Because Linux is an open source system anyone can download it, modify it and release it to others, while this freedom is fantastic, it also introduces a potential problem - namely fragmentation. Fragmentation is where several versions of a piece of software exist and are developed separately to the point where they become incompatible. The way to prevent fragmentation is to introduce standards. This means that anything which is calling itself Linux should follow these standards, and in so doing it makes everyone's life easier. One of these standards is the "Filesystem Hierarchy Standard"(FHS). The full definition of the FHS can be found here
However as with most standard specifications it's not a light skim over the subject.
The directory tree
The layout of a file system can be thought of as a tree, branching from the root out to its various subdirectories and the FHS defines the shape of this tree. It should be noted that everything on a Linux system is represented on this tree, files, directories, printers, keyboards and even network streams. Regardless of how many physical disks the system has, there is only one root directory which is known as "/", you can list its contents with the following command
This will return a listing something like the following:
bin etc lib opt sbin usr
boot home media proc srv var
dev initrd.img mnt root tmp vmlinuz
You may have other files and directories there also, but the list above should be there.
What goes Where
So, we have a basic layout but what goes in each directory? It should first be noted that before the days of tab completion in the shell we users had to type out the whole name of a directory and no one wants to type out
/system_binaries/file_system_check if they don't have to as it's possible that they would make an error in the name and have to start again and also it could lead to RSI. So the names of directories and commands in Linux have been shortened to make life easier (once you get to know what they mean)
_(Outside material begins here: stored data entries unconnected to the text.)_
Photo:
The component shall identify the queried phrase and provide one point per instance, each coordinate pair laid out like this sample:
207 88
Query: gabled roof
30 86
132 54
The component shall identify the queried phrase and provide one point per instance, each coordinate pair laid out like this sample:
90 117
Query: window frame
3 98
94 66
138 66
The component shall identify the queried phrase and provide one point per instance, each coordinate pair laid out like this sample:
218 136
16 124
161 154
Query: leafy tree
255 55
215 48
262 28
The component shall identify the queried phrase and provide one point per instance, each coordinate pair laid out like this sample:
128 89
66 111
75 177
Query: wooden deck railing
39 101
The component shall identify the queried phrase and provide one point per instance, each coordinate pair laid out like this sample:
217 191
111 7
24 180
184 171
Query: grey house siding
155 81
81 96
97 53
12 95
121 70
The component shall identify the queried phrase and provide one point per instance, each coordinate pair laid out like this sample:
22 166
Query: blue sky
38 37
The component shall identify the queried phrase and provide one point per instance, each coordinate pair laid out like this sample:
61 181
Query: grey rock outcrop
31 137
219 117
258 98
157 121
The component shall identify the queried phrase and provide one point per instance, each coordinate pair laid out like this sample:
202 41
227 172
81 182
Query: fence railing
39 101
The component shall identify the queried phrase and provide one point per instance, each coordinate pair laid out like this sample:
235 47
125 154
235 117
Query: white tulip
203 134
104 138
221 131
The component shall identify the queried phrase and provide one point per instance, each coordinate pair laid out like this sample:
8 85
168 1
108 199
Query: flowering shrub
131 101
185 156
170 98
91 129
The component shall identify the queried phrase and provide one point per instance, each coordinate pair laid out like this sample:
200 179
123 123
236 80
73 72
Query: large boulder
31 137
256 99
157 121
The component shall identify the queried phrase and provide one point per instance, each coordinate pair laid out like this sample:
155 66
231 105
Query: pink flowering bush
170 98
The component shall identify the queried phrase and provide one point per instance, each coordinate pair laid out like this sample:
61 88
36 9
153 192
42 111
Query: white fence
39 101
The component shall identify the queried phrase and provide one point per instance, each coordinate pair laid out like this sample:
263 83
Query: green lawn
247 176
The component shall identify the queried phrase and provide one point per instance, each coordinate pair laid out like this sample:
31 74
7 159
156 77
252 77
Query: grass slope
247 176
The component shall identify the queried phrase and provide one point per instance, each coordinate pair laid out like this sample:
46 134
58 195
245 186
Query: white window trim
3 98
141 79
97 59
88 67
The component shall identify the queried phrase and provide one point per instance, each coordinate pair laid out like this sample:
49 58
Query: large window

bin: This is the binaries directory where executable files are kept.
boot: This contains all the files needed to start the Linux system
dev: This contains the device files, these are special files which send and receive data from hardware on your system
etc: This is where all the system-wide configuration files go, programs can add their own directories to structure their configuration files if they have complex configurations for example the Thunderbird application has the following structure:
| `-- thunderbird.js
home: This contains the personal directories for all users. These folders should contain the users' personal data and also contain any personal settings which over-ride the system wide settings in /etc. These personal settings are stored in hidden files (a file beginning with a dot is not displayed in
ordinary file listings)
lib: Library files supply common functions to the programs you use, they are stored under /lib, /usr/lib and /usr/local/lib.
media: A mount point for removable media such as CDs DVDs etc...
mnt: A mount point for temporarily mounted filesystems
opt: Abreviation for optional, all 3rd party software goes here (eg. commercial software installed onto a Linux system)
proc: This is a special filesystem in its own right, it maps the currently running processes including the kernel and can be used to tweak running programs, use with extreme care.
root: The home directory of the root user
sbin: System administration binaries, these are programs for use in system administration rather than common user commands.
srv: This is for data associated with services, eg /srv/www/index.html would be the home page of the web server on the system.
tmp: Location of temporary files and directories, usable by all programs but there is no guarantee that files written here will remain present the next time the program is run.
usr: This is a full hierarchy of directories in its own right, it is possible to share this amoungst several running systems over the network. it is a read only tree (though a local directory can be used to point to provide site specific libraries and programs.)
var: Files of varying length are put here, for example log files, spool files (a spool fie is one where actions are queued for software or hardware eg. a printer spool or a mail spool).